Todo estaba saliendo a la perfección, a pesar de la tremenda tormenta con la que el día amaneció. Duró apenas una hora y dejó el cielo limpio de nubes, de un azul brillante y hermoso, el escenario perfecto para la obra que íbamos a representar. Mi madre se presentó en mi habitación hecha un flan. Jamás la había visto tan nerviosa, y me costó mucha imaginación, y media botella de cava, conseguir que se relajara lo suficiente para que la peluquera y la maquilladora obraran su magia en ella. Yo estaba tranquila, muy tranquila, puede que demasiado. Creí que iría de un sitio a otro de la habitación, histérica perdida, comprobando que no me había dejado en casa nada importante. Por ejemplo, los zapatos o la ropa interior. No, por una vez hice la maleta sin olvidarme de nada ni meter cosas innecesarias. Esas, los “por si acaso”, estaban en las maletas que nos llevaríamos de viaje al día siguiente.

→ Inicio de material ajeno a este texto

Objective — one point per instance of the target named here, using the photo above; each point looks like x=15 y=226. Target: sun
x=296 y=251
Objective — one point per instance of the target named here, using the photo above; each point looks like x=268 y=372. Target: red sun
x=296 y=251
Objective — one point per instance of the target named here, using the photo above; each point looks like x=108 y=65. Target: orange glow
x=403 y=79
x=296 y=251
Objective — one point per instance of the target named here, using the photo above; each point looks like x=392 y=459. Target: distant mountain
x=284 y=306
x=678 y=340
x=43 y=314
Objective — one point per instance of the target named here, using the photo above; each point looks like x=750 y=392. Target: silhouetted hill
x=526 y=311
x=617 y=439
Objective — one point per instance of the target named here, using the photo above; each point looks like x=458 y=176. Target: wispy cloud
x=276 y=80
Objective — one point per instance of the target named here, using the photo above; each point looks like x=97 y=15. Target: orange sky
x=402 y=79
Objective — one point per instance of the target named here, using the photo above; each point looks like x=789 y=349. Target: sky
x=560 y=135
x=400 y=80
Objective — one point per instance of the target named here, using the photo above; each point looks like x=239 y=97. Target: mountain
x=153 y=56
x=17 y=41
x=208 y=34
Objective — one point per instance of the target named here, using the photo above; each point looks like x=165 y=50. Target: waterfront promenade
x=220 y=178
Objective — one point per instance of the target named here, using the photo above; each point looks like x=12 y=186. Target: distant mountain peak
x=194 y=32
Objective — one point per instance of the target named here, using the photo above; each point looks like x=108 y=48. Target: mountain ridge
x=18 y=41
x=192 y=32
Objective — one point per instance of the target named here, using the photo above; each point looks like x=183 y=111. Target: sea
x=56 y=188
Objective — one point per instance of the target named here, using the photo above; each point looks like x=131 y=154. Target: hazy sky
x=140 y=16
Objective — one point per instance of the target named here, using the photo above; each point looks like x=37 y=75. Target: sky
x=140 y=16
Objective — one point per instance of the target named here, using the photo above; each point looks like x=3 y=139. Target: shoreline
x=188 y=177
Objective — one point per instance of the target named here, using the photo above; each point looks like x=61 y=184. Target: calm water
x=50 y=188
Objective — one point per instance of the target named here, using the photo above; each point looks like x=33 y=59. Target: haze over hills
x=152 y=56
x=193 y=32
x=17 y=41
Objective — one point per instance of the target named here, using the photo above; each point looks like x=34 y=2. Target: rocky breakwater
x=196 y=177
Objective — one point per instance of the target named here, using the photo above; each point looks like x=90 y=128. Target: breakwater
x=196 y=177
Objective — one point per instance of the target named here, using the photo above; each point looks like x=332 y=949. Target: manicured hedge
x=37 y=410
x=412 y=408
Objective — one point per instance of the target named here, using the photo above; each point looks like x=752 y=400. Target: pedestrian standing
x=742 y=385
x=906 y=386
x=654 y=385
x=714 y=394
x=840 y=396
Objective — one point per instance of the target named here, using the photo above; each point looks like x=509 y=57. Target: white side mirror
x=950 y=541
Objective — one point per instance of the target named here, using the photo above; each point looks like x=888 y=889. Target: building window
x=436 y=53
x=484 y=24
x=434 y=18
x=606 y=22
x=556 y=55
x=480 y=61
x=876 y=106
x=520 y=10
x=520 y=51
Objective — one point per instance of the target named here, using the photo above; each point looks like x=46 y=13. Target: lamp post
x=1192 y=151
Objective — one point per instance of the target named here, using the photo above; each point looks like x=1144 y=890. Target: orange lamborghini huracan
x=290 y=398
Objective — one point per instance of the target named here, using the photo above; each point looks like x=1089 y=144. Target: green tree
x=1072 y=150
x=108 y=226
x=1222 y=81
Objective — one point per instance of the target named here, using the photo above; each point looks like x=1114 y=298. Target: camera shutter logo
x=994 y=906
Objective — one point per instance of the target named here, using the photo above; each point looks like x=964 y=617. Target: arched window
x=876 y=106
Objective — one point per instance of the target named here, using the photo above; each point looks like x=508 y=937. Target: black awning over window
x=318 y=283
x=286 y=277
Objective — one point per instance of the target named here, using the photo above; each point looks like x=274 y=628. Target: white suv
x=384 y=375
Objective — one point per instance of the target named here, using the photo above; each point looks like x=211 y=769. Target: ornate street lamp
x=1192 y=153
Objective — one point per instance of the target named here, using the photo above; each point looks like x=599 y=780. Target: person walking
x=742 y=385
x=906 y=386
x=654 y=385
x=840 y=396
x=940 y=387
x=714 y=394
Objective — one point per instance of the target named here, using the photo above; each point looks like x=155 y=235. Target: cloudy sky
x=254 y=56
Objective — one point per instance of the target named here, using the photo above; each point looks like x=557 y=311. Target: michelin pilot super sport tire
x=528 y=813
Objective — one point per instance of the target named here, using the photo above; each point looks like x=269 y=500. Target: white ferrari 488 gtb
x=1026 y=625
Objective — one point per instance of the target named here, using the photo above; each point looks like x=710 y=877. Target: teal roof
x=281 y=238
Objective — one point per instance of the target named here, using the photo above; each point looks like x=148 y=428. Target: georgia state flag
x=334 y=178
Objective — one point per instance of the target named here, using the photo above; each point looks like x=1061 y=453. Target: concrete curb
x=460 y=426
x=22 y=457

No soy capaz de recordar las cantidad de anécdotas que rescatamos sólo por el gusto de oírnos reír, pero no creo que olvide jamás la cara de mi madre cuando se enteró de que había perdido la virginidad, en su cama, el primer verano que se atrevió a dejarme sola. A la pobre casi le da un soponcio. Mi padre, disfrazado de galán de película americana, vino a recogerme justo a tiempo, con los ojos empañados por la emoción. Le acompañaba mi primo favorito, vestido de traje creo que por primera vez en su vida, que traía el ramo y un poema empalagoso que no gustó a nadie pero hizo llorar a todos. La maquilladora tuvo que volver a abrir el maletín de los milagros para disimular los daños.

Por fin, y siguiendo la tradición, quince minutos después de la hora señalada, me bajé de un coche clásico, color crema, en la puerta del ayuntamiento de la ciudad.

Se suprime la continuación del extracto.